GPT-5.4 mini
Higher-capability GPT-5.4 mini for high-volume coding, computer use, and subagent workflows.
About GPT-5.4 mini
Speed and economy are the defining story of GPT-5.4 mini. Running more than twice as fast as its predecessor GPT-5 mini, this March 2026 model scores 54.4% on SWE-Bench Pro — within striking distance of the full GPT-5.4 at 57.7% — while costing roughly six times less. Its 400,000-token context window and strong computer-use performance (72.1% on OSWorld-Verified) make it a credible workhorse for agentic pipelines that need to interpret dense UIs and handle long documents without expensive truncation. Users consistently praise its throughput and its ability to punch well above its price class on coding tasks. The honest trade-off: instruction-following can be inconsistent under sustained load, with the model sometimes ignoring prompt rules or losing thread of constraints mid-conversation. It is also capped at reasoning_effort "high," so workloads requiring deep chain-of-thought should route to GPT-5.4 instead. For high-volume production systems where cost discipline matters and most tasks do not require peak reasoning, GPT-5.4 mini sets the current bar.
Best for
- High-volume coding assistance and terminal agents — 54.4% SWE-Bench Pro at a fraction of flagship cost
- Computer use and UI automation where visual understanding of screenshots and dense interfaces is required
- Production chat systems needing low latency and competitive quality without premium per-token spend
- Long-document analysis and retrieval tasks that benefit from the 400,000-token context window
- Multi-model routing as the default tier, escalating to GPT-5.4 only for reasoning-heavy exceptions
Specs & capabilities
How GPT-5.4 mini stacks up — intelligence, speed, context, and modalities.
Intelligence
High
Speed
Fast
Context window
400,000 tokens
Max output
128,000 tokens
Knowledge cutoff
August 31, 2025
Supported endpoints
v1/chat/completions · v1/responses · v1/realtime · v1/assistants · v1/batch
Input and output
Input: Text, Image
Output: Text
Availability notes
Cached input: $0.075 / 1M tokens · Web search, file search, image generation, code interpreter, hosted shell, apply patch, skills, computer use, MCP, and tool search supported · Fine-tuning not supported; distillation supported
Frequently asked questions
What does GPT-5.4 mini cost?
$0.75 per million input tokens and $4.50 per million output tokens. Cached input drops to $0.075 per million — a 90% discount — making repeated-context workloads significantly cheaper.

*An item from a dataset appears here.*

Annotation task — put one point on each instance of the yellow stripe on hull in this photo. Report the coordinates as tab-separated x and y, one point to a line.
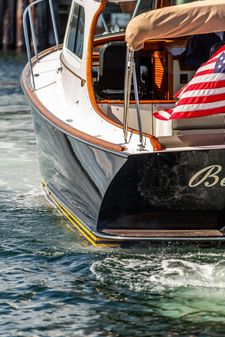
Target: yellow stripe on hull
95	241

How large is the context window?
400,000 tokens input with up to 128,000 tokens of output, suitable for long documents, large codebases, or extended multi-turn sessions.
How does it compare to GPT-5.4?
GPT-5.4 mini scores 54.4% on SWE-Bench Pro versus GPT-5.4's 57.7%, while costing roughly six times less. The main gap is maximum reasoning depth — GPT-5.4 mini caps at reasoning_effort 'high' while GPT-5.4 supports 'pro'.
What is it genuinely not good at?
Deep reasoning tasks with little margin for error, complex spatial reasoning (such as interpreting 3D shapes from 2D patterns), and strict instruction-following under high load — it can inconsistently apply or ignore prompt rules.
Does it support images and tool use?
Yes. It accepts text and image inputs, and supports tool use, function calling, web search, file search, computer use, and extended thinking up to reasoning_effort 'high'.
Who should choose GPT-5.4 mini over GPT-5 mini?
Anyone upgrading from GPT-5 mini will get meaningfully better quality — the Arena ELO gap is 61 points — at similar or lower cost with noticeably faster output speeds (around 180 tokens per second).